(Friends, this is Part 6 of a seven part series devoted to the Lord's entrance into the world. Today's message involves God's Divine working, revealed by human means. Thanks, Glen)
My wife Frances, a Labor & Delivery nurse for more than three decades, recently reflected on the helplessness of newborn babies. I paraphrase: "They cannot feed themselves, nor provide for themselves in any manner. They cannot clean or change themselves. They cannot move from place to place. They cannot protect themselves. They cannot speak. They cannot do anything for themselves!"
"Ye shall find the babe, wrapped in swaddling clothes, lying in a manger" (Luke 2:12).
Frances proceeded to apply this to the Lord Jesus Christ, the all-powerful Creator and Sustainer of the universe, who for our sakes took upon Himself the neonatal inability to do anything for Himself. Indeed, when Herod sought to kill the Lord Jesus, God's angel told Joseph and Mary to flee into Egypt (Matthew 2:13-14). Why didn't the angel simply destroy Herod and his forces, thus eliminating the threat and executing proper judgement against the wicked? This was not God's will, of course, because He purposed the Lord Jesus to live a human life that identifies with our earthly experience. "Forasmuch then as the children are partakers of flesh and blood, He also Himself likewise took part of the same" (Hebrews 2:14). Rather than angelic intervention, our Savior required His earthly father and mother to protect Him by the most natural means available. They escaped. So helpless was He as a babe, He would have been hopelessly in peril apart from such human response to danger.

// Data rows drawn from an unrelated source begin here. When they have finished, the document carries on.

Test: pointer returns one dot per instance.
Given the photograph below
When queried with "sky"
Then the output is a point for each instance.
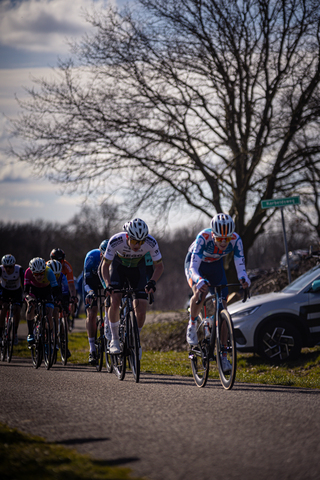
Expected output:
(33, 35)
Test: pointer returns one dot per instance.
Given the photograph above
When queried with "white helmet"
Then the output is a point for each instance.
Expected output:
(222, 225)
(37, 265)
(136, 229)
(8, 260)
(55, 266)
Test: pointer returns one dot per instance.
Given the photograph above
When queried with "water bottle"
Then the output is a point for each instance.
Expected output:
(208, 322)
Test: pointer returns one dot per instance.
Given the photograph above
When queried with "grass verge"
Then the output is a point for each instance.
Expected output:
(26, 457)
(304, 372)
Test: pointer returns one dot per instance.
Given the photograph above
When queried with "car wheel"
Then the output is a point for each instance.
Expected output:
(279, 341)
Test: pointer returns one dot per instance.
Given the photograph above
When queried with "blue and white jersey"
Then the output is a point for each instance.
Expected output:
(91, 279)
(204, 249)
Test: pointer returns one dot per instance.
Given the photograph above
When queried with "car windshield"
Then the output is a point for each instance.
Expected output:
(303, 280)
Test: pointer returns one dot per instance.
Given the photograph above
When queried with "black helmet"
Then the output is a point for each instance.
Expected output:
(57, 254)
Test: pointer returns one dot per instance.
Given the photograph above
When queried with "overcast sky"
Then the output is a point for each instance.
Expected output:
(33, 34)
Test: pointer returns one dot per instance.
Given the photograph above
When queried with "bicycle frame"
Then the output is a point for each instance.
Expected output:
(7, 339)
(215, 348)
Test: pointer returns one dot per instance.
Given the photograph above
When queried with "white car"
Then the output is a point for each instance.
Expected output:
(277, 325)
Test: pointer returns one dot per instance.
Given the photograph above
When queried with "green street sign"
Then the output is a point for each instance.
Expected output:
(280, 202)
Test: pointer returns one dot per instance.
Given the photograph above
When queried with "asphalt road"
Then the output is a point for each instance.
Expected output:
(166, 427)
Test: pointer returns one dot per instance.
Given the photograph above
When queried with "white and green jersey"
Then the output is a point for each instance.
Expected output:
(118, 246)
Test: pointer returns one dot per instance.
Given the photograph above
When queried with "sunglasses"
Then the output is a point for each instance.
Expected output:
(221, 239)
(137, 242)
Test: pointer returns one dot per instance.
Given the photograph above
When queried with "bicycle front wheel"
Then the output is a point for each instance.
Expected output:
(133, 346)
(119, 362)
(199, 356)
(226, 351)
(10, 338)
(3, 345)
(64, 340)
(107, 355)
(47, 345)
(36, 348)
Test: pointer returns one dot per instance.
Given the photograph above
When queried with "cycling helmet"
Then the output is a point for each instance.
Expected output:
(136, 229)
(222, 225)
(37, 265)
(55, 266)
(57, 254)
(103, 246)
(8, 260)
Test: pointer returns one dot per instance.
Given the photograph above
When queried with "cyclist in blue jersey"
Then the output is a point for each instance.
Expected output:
(40, 283)
(124, 261)
(56, 267)
(91, 286)
(11, 286)
(204, 266)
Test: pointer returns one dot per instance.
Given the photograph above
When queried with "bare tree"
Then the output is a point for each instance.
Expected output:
(210, 103)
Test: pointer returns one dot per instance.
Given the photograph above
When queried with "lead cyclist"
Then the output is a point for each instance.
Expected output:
(204, 267)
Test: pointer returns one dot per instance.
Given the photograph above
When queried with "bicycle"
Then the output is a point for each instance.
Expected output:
(128, 336)
(100, 338)
(42, 346)
(61, 336)
(7, 339)
(210, 346)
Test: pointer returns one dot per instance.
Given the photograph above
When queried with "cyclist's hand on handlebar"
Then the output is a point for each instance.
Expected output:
(150, 287)
(202, 285)
(90, 297)
(108, 291)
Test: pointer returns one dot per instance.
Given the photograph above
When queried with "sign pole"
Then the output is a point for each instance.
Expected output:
(280, 203)
(285, 244)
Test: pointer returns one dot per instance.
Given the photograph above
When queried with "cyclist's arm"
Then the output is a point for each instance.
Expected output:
(239, 263)
(158, 270)
(105, 273)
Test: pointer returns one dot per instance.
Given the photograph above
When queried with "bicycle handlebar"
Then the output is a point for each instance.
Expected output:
(246, 291)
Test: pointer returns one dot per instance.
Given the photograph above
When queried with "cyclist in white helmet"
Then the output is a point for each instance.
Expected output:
(204, 266)
(40, 283)
(11, 286)
(124, 260)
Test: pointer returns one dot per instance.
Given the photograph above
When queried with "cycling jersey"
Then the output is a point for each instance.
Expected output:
(67, 271)
(11, 281)
(48, 278)
(204, 249)
(91, 279)
(118, 246)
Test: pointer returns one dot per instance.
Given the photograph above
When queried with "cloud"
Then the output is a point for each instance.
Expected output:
(24, 203)
(43, 25)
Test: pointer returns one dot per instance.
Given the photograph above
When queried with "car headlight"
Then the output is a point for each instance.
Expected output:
(245, 313)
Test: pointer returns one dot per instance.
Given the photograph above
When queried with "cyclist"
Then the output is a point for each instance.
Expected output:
(40, 283)
(204, 266)
(91, 286)
(58, 254)
(11, 281)
(124, 260)
(56, 267)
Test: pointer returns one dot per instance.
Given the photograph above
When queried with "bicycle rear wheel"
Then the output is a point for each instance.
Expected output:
(133, 346)
(226, 349)
(47, 345)
(199, 356)
(10, 337)
(119, 362)
(99, 344)
(64, 340)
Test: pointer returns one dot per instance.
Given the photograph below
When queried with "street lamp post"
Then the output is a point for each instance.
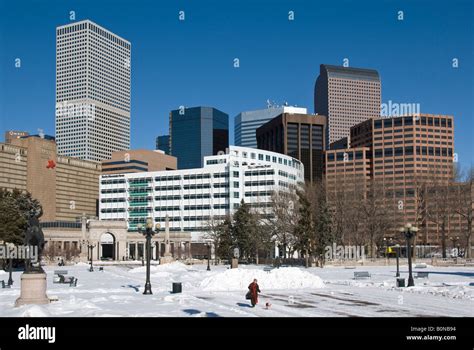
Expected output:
(398, 257)
(454, 240)
(409, 232)
(10, 266)
(208, 256)
(90, 252)
(148, 233)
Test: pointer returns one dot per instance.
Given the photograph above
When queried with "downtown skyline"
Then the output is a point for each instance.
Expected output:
(193, 64)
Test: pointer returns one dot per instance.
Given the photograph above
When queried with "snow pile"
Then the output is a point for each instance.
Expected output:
(454, 292)
(34, 311)
(283, 278)
(174, 267)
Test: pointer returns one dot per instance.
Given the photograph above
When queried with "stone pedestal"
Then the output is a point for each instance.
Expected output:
(234, 264)
(33, 289)
(166, 259)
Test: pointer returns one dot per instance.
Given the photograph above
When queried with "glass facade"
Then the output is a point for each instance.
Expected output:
(197, 132)
(163, 143)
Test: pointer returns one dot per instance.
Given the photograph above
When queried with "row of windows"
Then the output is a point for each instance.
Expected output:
(259, 172)
(113, 210)
(258, 193)
(113, 182)
(408, 121)
(260, 183)
(112, 200)
(113, 190)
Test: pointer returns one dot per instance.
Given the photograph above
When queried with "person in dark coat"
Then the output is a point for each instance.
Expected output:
(254, 290)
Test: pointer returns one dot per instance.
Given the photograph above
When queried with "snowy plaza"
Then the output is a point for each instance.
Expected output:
(289, 292)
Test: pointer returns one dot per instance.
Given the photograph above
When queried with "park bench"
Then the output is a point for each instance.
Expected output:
(58, 276)
(73, 282)
(420, 274)
(361, 274)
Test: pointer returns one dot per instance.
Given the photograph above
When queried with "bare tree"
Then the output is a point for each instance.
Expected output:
(440, 208)
(464, 208)
(283, 219)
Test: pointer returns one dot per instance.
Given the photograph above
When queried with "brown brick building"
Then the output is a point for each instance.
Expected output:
(406, 155)
(133, 161)
(300, 136)
(66, 187)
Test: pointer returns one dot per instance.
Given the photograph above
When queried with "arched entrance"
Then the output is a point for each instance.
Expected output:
(107, 244)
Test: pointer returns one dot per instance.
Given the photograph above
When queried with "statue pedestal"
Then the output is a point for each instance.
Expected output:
(166, 259)
(234, 264)
(33, 289)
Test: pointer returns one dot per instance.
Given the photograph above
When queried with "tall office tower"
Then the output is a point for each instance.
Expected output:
(347, 96)
(92, 91)
(404, 157)
(300, 136)
(197, 132)
(247, 123)
(163, 143)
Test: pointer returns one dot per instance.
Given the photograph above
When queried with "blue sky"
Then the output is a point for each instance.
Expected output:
(190, 62)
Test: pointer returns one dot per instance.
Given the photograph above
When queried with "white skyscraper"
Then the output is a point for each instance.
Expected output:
(246, 123)
(92, 91)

This sublime enigma of God's working reveals His principle of accomplishing Divine purposes by human means. Our redemption required "the power of God unto salvation" (Romans 1:16). However, it also required the mystery of "God… manifest in the flesh" (I Timothy 3:16). Our Heavenly Father could not forgive or accept us merely by fiat. His holy character and nature would not have allowed a mere pronouncement of pardon. Someone had to suffer and die in an atoning sacrifice for us, someone who bore our humanity to the degree that He shared the substance of our being and the circumstance of our experience. As the saying goes, when God created, He spoke. When He redeemed, He bled. The Babe became a boy, who became a man, who became "the Lamb of God, which taketh away the sin of the world" (John 1:29). He now sits at the right hand of God as our risen Savior and Lord, the God who became man, and the man who remains God. The Lord Jesus fulfilled His Father's Divine purposes by human means, as enabled by Divine power. "For though He was crucified through weakness, yet He liveth by the power of God" (II Corinthians 13:4).
We must expect the principle to manifest its glory in our lives. God does many things that look very human. He often answers prayers in ways so seemingly ordinary that we will not recognize them if we fail to remember the Incarnation and its lesson to us. Divine glory, revealed by human means. This is the Lord Jesus Christ. This was God's redeeming process of grace and truth. This continues to serve as a primary aspect of how He presently works, and how He will eternally enact His eternal purpose through the Christ who forever dwells as the perfect unity of God and man. The helpless Babe in the manger, so very human in His being and substance, was no less Divine than He was and is as the almighty Son of God who sits upon His heavenly throne. Remembering this principle of the Heavenly revealed in the earthly opens our eyes to see our Lord and His powerful working in things that seem so very helpless, so very human.
"And when He was come into His own country, He taught them in their synagogue, insomuch that they were astonished, and said, Whence hath this man this wisdom, and these mighty works? Is not this the carpenter's son? Is not His mother called Mary, and His brethren, James, and Joses, and Simon, and Judas? And His sisters, are they not all with us? Whence then hath this man all these things? And they were offended in Him."
Weekly Memory Verse
And the angel said unto them, Fear not, for, behold, I bring you good tidings of great joy, which shall be to all people. For unto you is born this day in the city of David a Savior, which is Christ the Lord.